Click! In the 1970s that word signaled the moment when a woman awakened to the powerful ideas of contemporary feminism. Today “click” usually refers to a computer keystroke that connects women (and men) to powerful ideas on the Internet.

We aim to bridge the gap between those two clicks by offering an exhibit that highlights the achievements of women from the 1940s to the present. This exhibit explores the power and complexity of gender consciousness in modern American life.

Think of this as a conversation between generations, between men and women, between historians and the public. While the focus is clearly historical, we are not focused exclusively on the past. We believe that the enormous changes in women’s lives need to be better known, both for what was accomplished and for what remains to be done.  That is what we mean by “the ongoing feminist revolution.”

Periods of heightened mobilization like the 1960s and 1970s are significant and eye-catching, but social movements don’t start from scratch. Understanding the backstory is just as important as documenting the dramatic moments that caught the media’s attention. Nor do we stop the story in 1975 or 1980 when the media began to lose interest, precisely because women’s issues and women’s lives continued to evolve. Instead, we explain and explore the long history of women’s activism over time. And yet we realize that these changes remain controversial and contested, so we always aim to tell the story from multiple perspectives.

We examine the big national projects and leaders, and we also look closely at the grassroots. We are equally concerned with social change on an individual, personal level and in society at large. We document these ongoing struggles for gender equality in three major areas — the workplace and family; politics and social movements; and the body and health — and, because we are historians, we offer a full library of resources for those who want to learn more. So start clicking — in both senses of the word — and prepare to have your historical consciousness raised.

Each section of this exhibit features a timeline with unique content. The timeline materials on this page are relevant to all of the topics in the exhibit and are present in each.

How to Navigate our Interactive Timeline

You will find unique content in each chapter’s timeline.

Place the cursor over the timeline to scroll up and down within the timeline itself. If you place the cursor anywhere else on the page, you can scroll up and down in the whole page – but the timeline won’t scroll.

To see what’s in the timeline beyond the top or bottom of the window, use the white “dragger” located on the right edge of the timeline. (It looks like a small white disk with an up-arrow and a down-arrow attached to it.) If you click on the dragger, you can move the whole timeline up or down, so you can see more of it. If the dragger won’t move any further, then you’ve reached one end of the timeline.

Click on one of the timeline entries and it will display a short description of the subject. It may also include an image, a video, or a link to more information within our website or on another website.
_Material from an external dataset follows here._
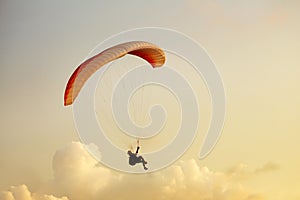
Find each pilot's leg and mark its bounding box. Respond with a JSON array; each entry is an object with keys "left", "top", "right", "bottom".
[
  {"left": 138, "top": 156, "right": 147, "bottom": 164},
  {"left": 142, "top": 161, "right": 148, "bottom": 170}
]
Our timelines are also available in our Resource Library in non-interactive format.

Timeline Legend

  1. Yellow bars mark entries that appear in every chapter

  2. This icon indicates a book

  3. This icon indicates a film

1971 The Click! Moment

The idea of the “Click! moment” was coined by Jane O’Reilly. “The women in the group looked at her, looked at each other, and ... click! A moment of truth. The shock of recognition. Instant sisterhood... Those clicks are coming faster and faster. They were nearly audible last summer, which was a very angry summer for American women. Not redneck-angry from screaming because we are so frustrated and unfulfilled-angry, but clicking-things-into-place-angry, because we have suddenly and shockingly perceived the basic disorder in what has been believed to be the natural order of things.” Article, “The Housewife's Moment of Truth,” published in the first issue of Ms. Magazine and in New York Magazine. Republished in The Girl I Left Behind, by Jane O'Reilly (Macmillan, 1980). Jane O'Reilly papers, Schlesinger Library.